Last year, during the Athens Digital Art Festival (ADAF) entitled FutuRetro, Georgina Pantazopoulou, in collaboration with architect and multidisciplinary artist Martha Panagiotopoulou, presented an interactive installation titled “Data Confession”, based on the traditional confessional booths that we are familiar with in western culture but this time the visitor has to confess not to a human presence but to the digital “Other”. A simultaneous action of typing, searching and sharing of our unique data is being performed through our physical and digital body often under the prism of loneliness. The physical self coexists with the digital and they confess data to each other. At the same time, the digital Other is there to hear, collect, save, share or even use these data. In this retro-futuristic communion, the data world replaces the human presence. Without often being able to understand whether such a condition makes us feel comfortable or not, we should nevertheless take it into account and start to process the creation of a new index that is based on a post-anthropocentric and a post-dualistic way of designing and thinking about intimate spatial infrastructures.

Data Confession, Georgina Pantazopoulou and Martha Panagiotopoulou, 2022 | Image credits: Georgina Pantazopoulou | 2022.adaf.gr

Helen Hester in the book Xenofeminism supports that we must, in a sense, defamiliarize the biological family, whilst refamiliarizing alternative networks of solidarity and intimacy in such a way that they can become both generalizable and maximally accessible, without falling into the trap of reproducing the same.3 We have to start the de-naturalization of the domestic bodily action and the only way to approach the posthuman bodies is to consider them as multi-directional, cross-species and figures of interconnection. Unveiling realities existing between the physical and digital infrastructures, we might be able to re-narrate the familiar in possibly unknown or unexpected ways.

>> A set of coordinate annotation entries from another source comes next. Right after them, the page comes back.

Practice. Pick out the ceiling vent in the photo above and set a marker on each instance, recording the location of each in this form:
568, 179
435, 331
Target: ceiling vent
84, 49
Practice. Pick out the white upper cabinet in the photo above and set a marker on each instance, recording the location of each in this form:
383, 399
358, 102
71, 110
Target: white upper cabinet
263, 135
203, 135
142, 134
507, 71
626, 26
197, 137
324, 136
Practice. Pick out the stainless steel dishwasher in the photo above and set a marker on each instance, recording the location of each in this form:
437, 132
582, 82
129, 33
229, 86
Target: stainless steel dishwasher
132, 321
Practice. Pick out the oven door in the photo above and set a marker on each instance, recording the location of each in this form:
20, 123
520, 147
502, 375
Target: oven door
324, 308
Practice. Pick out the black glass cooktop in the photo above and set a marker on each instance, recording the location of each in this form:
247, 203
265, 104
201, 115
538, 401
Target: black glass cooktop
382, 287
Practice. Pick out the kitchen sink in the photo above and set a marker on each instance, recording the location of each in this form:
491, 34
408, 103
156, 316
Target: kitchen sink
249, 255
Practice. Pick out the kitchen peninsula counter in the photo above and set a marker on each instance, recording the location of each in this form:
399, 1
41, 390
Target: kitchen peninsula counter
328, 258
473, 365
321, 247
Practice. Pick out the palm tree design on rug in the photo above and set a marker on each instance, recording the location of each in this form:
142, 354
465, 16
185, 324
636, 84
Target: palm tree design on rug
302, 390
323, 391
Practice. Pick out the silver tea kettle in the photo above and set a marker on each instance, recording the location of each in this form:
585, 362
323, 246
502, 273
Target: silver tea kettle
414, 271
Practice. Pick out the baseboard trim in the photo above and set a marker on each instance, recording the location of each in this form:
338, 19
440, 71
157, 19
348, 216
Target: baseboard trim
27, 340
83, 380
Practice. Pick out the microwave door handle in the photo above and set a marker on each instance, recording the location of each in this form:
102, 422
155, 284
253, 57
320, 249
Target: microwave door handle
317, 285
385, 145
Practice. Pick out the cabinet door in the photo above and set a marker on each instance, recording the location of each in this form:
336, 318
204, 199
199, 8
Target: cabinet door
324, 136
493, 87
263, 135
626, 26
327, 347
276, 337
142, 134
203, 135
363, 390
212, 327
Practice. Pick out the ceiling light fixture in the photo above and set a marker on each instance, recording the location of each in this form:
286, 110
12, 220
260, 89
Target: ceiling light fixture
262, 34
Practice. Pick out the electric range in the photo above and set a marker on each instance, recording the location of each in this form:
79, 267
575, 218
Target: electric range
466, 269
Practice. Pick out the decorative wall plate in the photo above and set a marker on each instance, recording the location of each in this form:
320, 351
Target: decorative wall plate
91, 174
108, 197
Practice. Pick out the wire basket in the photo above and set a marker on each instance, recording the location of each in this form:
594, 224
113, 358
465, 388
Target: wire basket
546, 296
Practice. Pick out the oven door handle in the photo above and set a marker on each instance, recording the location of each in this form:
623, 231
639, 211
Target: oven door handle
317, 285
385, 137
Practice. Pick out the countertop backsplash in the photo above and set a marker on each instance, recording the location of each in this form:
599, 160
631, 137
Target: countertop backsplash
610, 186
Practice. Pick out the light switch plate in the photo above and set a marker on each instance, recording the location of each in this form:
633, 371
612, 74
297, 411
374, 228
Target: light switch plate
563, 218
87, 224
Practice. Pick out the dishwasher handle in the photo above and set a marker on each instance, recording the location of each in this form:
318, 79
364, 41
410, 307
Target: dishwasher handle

1 Legacy Russell, Glitch Feminism: A Manifesto, Verso Books, London, 2020, 11
2 Beatriz Colomina and Mark Wigley, Are We Human? - Notes on an Archaeology of Design, Lars Müller Publishers, Baden, 2016, 148
3 Helen Hester, Xenofeminism, Polity Press, Oxford, 2018, 66


***

Georgina Pantazopoulou (GR, 1994) is an interdisciplinary artist and designer based in the Hague (NL). She graduated from the Royal Academy of Art, the Hague (Master Interior Architecture) receiving the Stroom Young Talent Award 2022 for her graduation project “Her Practice: Biases, Glitches and Oppressive Values or a Happy Domesticity”. She has also studied in the Architecture Department at the University of Patras (MArch, 2018). Her practice, starting from the observations of domestic realms, aims to question and reinvent the levels of familiarity, creativity and imagination, using the design and artistic practice as a soft power for more equal and inclusive interactions. She co - founded Common Ground Practice in 2022.